A family of constrained diffusions in a random environment is considered. Constraint set is a polyhedral cone and coefficients of the diffusion are governed by, in addition to the system state, a finite‐state Markov process that is independent of the driving noise. Such models arise as limit objects in the heavy traffic analysis of generalized Jackson networks (GJN) with Markov‐modulated arrival and processing rates. We give sufficient conditions (which, in particular, includes a requirement on the regularity of the underlying Skorohod map) for positive recurrence and geometric ergodicity. When the coefficients only depend on the modulating Markov process (i.e., they are independent of the system state), a complete characterization for stability and transience is provided. The case, where the pathwise Skorohod problem is not well posed but the underlying reflection matrix is completely‐S, is treated as well.
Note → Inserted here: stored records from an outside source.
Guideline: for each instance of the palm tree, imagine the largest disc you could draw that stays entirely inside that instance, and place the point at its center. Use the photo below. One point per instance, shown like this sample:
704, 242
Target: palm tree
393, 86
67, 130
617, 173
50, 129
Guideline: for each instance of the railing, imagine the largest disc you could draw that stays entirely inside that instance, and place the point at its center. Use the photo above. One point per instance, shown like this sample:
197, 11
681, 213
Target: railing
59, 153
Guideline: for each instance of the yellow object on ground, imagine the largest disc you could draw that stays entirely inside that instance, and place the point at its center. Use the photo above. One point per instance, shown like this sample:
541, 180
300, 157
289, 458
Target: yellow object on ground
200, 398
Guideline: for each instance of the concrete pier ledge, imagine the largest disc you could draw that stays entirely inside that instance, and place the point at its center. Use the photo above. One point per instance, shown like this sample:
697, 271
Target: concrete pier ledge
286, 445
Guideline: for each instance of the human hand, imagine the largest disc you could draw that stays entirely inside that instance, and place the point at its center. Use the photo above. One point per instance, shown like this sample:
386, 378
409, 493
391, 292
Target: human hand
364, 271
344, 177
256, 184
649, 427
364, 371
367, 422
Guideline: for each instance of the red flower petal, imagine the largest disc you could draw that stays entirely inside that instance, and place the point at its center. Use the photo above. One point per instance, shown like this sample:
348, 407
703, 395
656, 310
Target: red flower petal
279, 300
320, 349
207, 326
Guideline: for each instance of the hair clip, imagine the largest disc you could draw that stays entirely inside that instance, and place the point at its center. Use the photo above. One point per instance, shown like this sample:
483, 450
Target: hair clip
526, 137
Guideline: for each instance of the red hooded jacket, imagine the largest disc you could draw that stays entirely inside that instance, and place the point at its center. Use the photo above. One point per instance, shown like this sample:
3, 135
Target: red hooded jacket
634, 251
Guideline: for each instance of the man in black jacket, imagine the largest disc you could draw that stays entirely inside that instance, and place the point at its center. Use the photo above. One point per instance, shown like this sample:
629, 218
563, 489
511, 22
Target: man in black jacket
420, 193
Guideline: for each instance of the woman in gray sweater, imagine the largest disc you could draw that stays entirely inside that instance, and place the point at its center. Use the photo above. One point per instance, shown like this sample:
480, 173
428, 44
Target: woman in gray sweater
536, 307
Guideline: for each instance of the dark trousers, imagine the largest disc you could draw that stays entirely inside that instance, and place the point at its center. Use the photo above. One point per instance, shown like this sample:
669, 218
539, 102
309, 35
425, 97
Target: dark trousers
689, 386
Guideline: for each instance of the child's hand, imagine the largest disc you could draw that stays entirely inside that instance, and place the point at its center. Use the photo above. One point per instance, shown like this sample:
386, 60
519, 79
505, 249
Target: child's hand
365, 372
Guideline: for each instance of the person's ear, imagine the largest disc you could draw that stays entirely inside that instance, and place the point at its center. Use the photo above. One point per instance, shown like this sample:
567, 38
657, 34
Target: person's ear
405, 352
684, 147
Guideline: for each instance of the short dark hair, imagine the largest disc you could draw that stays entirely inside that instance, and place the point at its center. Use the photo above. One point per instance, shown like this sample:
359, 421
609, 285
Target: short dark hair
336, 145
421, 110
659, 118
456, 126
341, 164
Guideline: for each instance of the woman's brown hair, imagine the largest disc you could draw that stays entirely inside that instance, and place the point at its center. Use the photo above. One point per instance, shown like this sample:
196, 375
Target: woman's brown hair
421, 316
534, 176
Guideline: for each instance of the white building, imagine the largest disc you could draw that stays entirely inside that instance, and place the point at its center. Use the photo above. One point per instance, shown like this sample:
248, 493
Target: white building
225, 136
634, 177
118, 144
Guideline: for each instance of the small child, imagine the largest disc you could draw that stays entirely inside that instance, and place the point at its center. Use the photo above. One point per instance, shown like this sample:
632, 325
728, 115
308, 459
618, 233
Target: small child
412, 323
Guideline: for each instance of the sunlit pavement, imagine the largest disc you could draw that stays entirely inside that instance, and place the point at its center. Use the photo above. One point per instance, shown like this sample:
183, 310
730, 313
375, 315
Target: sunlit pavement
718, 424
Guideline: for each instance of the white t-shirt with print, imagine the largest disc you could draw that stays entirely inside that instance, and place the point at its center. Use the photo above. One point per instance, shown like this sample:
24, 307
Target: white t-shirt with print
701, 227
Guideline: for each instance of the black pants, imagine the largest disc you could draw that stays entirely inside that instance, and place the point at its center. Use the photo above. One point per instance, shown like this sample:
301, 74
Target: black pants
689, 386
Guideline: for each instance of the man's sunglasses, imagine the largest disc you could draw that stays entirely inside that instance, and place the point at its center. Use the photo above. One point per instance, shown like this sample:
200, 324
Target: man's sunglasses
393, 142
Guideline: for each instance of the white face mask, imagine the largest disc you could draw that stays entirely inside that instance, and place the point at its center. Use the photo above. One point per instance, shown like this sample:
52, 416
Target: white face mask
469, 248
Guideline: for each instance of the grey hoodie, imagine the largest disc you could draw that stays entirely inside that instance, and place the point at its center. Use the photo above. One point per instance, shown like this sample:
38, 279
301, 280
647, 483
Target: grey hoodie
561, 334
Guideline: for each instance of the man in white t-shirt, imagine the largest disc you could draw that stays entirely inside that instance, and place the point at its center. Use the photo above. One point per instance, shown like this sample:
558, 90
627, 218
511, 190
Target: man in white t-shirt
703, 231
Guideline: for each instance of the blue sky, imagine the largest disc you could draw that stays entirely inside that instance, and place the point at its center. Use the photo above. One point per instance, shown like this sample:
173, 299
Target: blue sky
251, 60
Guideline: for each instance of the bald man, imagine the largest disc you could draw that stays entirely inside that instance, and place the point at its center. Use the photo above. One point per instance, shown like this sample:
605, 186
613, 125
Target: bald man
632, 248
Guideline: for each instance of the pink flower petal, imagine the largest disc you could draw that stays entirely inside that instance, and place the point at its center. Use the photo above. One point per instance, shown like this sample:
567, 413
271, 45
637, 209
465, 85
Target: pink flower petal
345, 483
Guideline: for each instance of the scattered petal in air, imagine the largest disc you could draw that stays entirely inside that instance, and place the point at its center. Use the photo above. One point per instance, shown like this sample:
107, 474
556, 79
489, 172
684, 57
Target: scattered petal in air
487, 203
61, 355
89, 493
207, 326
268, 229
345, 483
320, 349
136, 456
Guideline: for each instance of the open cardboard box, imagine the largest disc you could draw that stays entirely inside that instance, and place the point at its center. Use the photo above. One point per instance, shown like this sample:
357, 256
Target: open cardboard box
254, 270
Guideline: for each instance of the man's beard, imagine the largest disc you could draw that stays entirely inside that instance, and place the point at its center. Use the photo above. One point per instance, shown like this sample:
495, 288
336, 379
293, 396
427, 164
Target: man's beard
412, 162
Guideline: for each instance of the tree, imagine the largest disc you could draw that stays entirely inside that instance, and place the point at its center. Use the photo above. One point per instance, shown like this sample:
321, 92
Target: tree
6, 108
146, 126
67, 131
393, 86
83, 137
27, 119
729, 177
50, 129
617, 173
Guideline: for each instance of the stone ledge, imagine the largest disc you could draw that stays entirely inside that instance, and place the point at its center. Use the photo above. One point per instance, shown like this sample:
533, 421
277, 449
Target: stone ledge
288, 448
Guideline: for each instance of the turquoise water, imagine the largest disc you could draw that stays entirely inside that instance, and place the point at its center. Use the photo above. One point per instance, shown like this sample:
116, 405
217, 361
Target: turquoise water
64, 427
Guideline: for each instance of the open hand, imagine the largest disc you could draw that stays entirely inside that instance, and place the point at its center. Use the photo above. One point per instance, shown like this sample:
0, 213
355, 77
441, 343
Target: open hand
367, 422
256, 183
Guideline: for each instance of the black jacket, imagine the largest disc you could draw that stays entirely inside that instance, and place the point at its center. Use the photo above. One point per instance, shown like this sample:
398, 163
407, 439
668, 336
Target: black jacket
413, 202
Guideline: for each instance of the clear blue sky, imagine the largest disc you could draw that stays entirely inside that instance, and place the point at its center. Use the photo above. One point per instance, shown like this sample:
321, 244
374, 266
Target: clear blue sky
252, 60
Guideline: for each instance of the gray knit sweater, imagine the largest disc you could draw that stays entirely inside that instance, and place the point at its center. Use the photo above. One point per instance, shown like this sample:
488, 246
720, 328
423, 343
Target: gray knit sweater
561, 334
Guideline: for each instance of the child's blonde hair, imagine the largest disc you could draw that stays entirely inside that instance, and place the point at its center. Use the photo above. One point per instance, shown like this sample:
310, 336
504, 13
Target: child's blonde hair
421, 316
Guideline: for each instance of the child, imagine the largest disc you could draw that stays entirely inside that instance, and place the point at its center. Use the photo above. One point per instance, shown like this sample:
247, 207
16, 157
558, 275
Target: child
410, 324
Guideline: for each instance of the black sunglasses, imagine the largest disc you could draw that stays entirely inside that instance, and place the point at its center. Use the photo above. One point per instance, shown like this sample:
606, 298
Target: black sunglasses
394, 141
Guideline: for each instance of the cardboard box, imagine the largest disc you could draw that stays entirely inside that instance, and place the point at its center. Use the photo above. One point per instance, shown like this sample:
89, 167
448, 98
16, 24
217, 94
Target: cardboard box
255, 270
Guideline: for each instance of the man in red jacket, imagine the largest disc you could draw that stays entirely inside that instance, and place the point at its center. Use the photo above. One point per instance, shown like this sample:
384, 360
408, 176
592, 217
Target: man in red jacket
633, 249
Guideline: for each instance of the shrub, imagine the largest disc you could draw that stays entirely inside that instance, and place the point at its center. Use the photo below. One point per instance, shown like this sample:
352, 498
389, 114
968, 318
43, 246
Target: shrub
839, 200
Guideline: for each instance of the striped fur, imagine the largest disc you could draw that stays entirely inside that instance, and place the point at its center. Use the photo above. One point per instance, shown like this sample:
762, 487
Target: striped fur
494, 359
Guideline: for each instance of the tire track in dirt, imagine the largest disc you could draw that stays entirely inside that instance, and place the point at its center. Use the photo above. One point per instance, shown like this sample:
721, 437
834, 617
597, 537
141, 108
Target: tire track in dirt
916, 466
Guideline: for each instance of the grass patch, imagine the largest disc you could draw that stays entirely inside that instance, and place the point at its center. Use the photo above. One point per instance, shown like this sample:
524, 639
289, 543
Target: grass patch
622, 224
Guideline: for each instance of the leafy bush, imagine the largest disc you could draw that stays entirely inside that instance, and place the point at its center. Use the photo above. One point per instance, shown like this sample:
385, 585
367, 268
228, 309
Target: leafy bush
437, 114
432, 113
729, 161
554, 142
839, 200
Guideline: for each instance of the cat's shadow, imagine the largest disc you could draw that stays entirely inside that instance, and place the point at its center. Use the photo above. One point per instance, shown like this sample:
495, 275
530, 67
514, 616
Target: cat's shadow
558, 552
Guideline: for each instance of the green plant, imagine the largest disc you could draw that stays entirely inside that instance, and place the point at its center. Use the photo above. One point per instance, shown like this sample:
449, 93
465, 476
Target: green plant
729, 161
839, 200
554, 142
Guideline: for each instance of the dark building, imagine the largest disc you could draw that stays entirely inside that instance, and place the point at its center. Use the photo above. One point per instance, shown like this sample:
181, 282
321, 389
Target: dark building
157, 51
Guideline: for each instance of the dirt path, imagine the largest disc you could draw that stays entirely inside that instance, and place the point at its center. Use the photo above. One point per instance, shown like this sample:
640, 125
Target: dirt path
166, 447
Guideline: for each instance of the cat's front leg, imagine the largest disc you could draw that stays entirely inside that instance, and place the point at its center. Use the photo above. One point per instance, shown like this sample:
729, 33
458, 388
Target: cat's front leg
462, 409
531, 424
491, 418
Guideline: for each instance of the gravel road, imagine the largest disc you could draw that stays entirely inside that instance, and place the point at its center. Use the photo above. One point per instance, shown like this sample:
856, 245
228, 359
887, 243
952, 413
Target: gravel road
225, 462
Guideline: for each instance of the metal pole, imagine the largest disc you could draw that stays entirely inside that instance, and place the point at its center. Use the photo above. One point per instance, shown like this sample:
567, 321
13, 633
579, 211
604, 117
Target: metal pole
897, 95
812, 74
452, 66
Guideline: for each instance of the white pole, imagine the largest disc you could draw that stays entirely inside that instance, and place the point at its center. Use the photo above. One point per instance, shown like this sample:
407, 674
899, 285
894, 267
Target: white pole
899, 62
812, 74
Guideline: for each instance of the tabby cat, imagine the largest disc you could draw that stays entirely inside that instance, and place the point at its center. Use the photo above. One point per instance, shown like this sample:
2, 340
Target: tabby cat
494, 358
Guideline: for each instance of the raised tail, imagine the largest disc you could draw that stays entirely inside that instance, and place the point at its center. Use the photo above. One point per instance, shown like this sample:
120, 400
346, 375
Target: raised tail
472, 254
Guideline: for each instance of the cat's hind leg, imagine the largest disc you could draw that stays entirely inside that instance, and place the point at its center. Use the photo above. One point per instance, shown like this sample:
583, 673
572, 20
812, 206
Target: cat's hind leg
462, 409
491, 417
As consequences of geometric ergodicity various results, such as exponential integrability of invariant measures and central limit results (CLT) for fluctuations of long‐time averages of process functionals about their stationary values, are obtained. Conditions for stability are formulated in terms of the averaged drift, where the average is taken with respect to the stationary distribution of the modulating Markov process. Finally, steady‐state distributions of the underlying GJN are considered and it is shown that under suitable conditions, such distributions converge to the unique stationary distribution of the constrained random environment diffusion.